Torna-se uma ilha de saber, cercada por um oceano de ignorâncias. (pág. 151)
A passagem obrigatória
—
A passagem do nível molecular ao nível celular é também a passagem do inanimado
ao vivo. (pág. 153)
—
A visão dos sistemas complexos substitui a imagem estática da máquina,
construída de uma vez por todas em seu estado acabado, pela perspectiva
dinâmica de um mundo em contínua criação: um sistema complexo não pára de se
construir, de se degradar, de se reconstruir e de co-evoluir em
interdependências com os sistemas que o cercam. (pág. 153)
Natureza da
interdisciplinaridade
—
Nem sempre as dimensões do real são redutíveis à mensuração e à observação
experimentadora da ciência. Em sua infinita complexidade, a realidade escapa ao
controle da ciência e da técnica, para se oferecer a outras formas de
compreensão que o saber especializado não pode captar. Daí a necessidade do
tratamento interdisciplinar, tanto na pesquisa quanto no ensino. (pág. 155)
—
Trabalhar sob a perspectiva da interdisciplinaridade é hoje um desafio a ser
enfrentado por pesquisadores e professores. (pág. 156)

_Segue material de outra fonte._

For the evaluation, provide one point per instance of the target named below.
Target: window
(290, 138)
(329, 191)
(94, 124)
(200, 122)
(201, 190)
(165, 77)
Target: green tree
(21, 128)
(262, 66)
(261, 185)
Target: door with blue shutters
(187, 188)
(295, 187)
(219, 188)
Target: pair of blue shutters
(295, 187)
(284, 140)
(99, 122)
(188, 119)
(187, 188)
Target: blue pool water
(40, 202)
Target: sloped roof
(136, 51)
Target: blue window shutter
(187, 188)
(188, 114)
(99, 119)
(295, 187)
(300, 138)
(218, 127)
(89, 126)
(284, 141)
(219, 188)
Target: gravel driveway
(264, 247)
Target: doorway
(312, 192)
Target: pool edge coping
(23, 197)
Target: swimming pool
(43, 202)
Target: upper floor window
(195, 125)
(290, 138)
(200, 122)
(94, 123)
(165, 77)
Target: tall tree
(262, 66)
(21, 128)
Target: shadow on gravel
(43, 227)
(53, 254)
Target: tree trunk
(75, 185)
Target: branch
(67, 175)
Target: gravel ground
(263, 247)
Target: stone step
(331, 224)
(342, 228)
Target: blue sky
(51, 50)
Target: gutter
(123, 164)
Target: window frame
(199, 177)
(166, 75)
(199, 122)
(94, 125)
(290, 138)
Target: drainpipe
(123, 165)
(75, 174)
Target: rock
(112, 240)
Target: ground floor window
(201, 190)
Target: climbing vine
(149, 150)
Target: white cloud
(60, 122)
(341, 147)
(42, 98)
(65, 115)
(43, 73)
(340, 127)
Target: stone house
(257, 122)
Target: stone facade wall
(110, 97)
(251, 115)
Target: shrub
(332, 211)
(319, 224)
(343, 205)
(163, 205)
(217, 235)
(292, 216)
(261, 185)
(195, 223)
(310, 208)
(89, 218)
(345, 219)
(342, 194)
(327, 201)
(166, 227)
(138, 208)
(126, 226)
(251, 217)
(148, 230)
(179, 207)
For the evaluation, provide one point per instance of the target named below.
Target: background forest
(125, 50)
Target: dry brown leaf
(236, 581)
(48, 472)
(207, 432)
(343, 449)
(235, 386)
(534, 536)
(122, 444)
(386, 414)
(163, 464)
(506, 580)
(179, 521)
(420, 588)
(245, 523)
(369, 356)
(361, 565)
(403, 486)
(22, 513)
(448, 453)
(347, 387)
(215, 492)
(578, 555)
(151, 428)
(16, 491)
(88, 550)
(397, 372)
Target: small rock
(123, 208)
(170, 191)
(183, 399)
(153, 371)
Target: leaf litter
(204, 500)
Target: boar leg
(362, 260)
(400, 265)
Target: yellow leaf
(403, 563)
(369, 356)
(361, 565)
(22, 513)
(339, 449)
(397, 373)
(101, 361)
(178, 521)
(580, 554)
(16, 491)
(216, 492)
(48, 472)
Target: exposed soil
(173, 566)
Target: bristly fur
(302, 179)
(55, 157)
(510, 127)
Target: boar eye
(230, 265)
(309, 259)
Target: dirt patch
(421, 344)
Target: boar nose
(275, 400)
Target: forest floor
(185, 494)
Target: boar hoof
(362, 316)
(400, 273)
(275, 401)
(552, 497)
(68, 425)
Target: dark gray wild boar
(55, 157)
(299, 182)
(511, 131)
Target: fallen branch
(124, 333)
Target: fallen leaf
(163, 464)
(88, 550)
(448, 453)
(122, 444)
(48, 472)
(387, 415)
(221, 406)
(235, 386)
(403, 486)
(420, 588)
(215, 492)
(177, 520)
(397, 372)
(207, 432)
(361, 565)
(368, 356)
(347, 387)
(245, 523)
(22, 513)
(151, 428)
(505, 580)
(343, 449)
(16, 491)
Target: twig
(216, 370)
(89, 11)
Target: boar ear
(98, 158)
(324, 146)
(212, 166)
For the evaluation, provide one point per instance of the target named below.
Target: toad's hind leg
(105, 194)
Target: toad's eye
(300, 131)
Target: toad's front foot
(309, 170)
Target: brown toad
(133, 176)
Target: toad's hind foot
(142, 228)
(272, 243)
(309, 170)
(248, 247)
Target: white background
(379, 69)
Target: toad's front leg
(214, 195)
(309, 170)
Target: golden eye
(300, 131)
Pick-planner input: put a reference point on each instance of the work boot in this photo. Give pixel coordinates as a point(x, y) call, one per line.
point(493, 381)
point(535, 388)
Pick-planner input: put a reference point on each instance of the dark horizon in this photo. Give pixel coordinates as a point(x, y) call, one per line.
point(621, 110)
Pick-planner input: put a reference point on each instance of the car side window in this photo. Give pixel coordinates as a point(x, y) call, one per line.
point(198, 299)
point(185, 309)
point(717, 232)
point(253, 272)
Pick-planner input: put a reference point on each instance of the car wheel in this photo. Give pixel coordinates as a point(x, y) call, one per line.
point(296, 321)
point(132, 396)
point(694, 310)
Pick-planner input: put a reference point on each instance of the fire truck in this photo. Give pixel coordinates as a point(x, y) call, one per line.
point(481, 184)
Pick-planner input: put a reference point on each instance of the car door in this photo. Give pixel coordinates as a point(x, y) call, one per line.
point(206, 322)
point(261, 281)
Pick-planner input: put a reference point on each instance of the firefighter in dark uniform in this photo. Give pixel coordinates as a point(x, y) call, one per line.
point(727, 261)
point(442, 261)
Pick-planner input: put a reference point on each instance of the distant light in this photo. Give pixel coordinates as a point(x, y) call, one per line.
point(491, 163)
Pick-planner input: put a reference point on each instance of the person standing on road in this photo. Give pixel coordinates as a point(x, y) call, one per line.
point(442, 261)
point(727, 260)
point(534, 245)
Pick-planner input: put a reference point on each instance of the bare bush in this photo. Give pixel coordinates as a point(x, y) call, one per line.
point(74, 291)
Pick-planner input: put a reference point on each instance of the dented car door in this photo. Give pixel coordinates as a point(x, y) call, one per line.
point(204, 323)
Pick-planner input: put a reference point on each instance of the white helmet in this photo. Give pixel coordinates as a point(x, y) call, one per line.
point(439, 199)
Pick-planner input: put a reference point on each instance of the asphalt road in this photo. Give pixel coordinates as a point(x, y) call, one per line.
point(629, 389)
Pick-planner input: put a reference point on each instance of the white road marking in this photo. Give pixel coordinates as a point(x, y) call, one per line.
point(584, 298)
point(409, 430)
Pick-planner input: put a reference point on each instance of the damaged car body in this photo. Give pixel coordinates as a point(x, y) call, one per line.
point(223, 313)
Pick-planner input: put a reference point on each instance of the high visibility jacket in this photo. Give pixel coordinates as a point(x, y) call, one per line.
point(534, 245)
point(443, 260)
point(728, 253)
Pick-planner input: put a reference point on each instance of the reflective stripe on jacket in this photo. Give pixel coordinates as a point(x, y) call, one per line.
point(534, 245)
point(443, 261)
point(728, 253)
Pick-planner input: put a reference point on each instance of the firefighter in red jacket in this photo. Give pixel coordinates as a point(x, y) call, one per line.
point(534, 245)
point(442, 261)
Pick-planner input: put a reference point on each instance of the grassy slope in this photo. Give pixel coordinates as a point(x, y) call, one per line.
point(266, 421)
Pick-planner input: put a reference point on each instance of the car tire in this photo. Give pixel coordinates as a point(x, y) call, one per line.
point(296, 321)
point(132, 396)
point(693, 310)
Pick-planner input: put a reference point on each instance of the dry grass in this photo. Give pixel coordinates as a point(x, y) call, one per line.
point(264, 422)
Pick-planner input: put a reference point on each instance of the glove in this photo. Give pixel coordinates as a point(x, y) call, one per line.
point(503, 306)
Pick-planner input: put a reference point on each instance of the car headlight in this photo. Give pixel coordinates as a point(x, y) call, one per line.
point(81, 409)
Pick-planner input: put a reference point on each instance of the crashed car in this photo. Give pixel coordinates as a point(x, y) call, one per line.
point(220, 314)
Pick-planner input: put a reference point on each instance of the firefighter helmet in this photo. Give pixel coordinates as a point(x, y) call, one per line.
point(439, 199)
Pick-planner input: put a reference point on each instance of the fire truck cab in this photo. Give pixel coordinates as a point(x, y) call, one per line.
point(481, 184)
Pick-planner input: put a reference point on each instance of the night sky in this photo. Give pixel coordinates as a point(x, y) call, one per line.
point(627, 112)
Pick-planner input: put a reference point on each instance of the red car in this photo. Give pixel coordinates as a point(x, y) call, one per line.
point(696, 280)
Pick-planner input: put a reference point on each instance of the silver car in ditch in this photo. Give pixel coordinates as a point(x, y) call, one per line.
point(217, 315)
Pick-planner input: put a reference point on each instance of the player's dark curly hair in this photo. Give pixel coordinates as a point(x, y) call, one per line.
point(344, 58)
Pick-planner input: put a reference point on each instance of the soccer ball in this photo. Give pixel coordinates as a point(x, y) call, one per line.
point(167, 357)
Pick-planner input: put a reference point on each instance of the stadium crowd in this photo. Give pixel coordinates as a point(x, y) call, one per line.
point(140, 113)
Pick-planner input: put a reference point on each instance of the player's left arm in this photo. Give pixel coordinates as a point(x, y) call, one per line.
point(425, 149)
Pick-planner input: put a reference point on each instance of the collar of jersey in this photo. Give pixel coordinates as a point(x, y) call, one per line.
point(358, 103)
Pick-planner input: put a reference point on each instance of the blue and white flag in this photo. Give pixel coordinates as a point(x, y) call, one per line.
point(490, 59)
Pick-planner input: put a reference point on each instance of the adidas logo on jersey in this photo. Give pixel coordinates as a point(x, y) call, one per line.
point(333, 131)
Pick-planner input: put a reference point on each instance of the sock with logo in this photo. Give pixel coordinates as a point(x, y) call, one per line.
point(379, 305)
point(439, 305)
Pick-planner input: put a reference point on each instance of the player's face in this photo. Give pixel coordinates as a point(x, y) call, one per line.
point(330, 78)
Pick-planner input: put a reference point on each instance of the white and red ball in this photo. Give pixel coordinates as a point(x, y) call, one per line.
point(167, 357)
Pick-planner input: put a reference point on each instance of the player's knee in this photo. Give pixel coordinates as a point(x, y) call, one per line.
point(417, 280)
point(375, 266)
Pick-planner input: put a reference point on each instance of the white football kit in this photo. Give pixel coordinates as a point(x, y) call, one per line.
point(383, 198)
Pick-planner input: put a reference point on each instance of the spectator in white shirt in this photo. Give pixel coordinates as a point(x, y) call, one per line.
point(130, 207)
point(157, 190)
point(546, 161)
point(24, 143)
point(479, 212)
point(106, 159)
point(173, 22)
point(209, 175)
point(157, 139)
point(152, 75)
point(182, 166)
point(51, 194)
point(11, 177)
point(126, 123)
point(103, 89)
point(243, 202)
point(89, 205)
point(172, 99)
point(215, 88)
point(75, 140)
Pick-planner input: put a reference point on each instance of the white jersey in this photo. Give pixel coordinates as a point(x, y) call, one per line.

A circularidade das abordagens
—
A circularidade derruba as barreiras entre as áreas de conhecimento e, a partir
de uma área, estabelece o diálogo com outra, buscando nele elementos
necessários para o alargamento explicativo do objeto ou da realidade. (pág.
159)
—
A educação não é a resposta para todos os desafios que o homem é levado a
enfrentar, mas é parte dela. (pág. 161)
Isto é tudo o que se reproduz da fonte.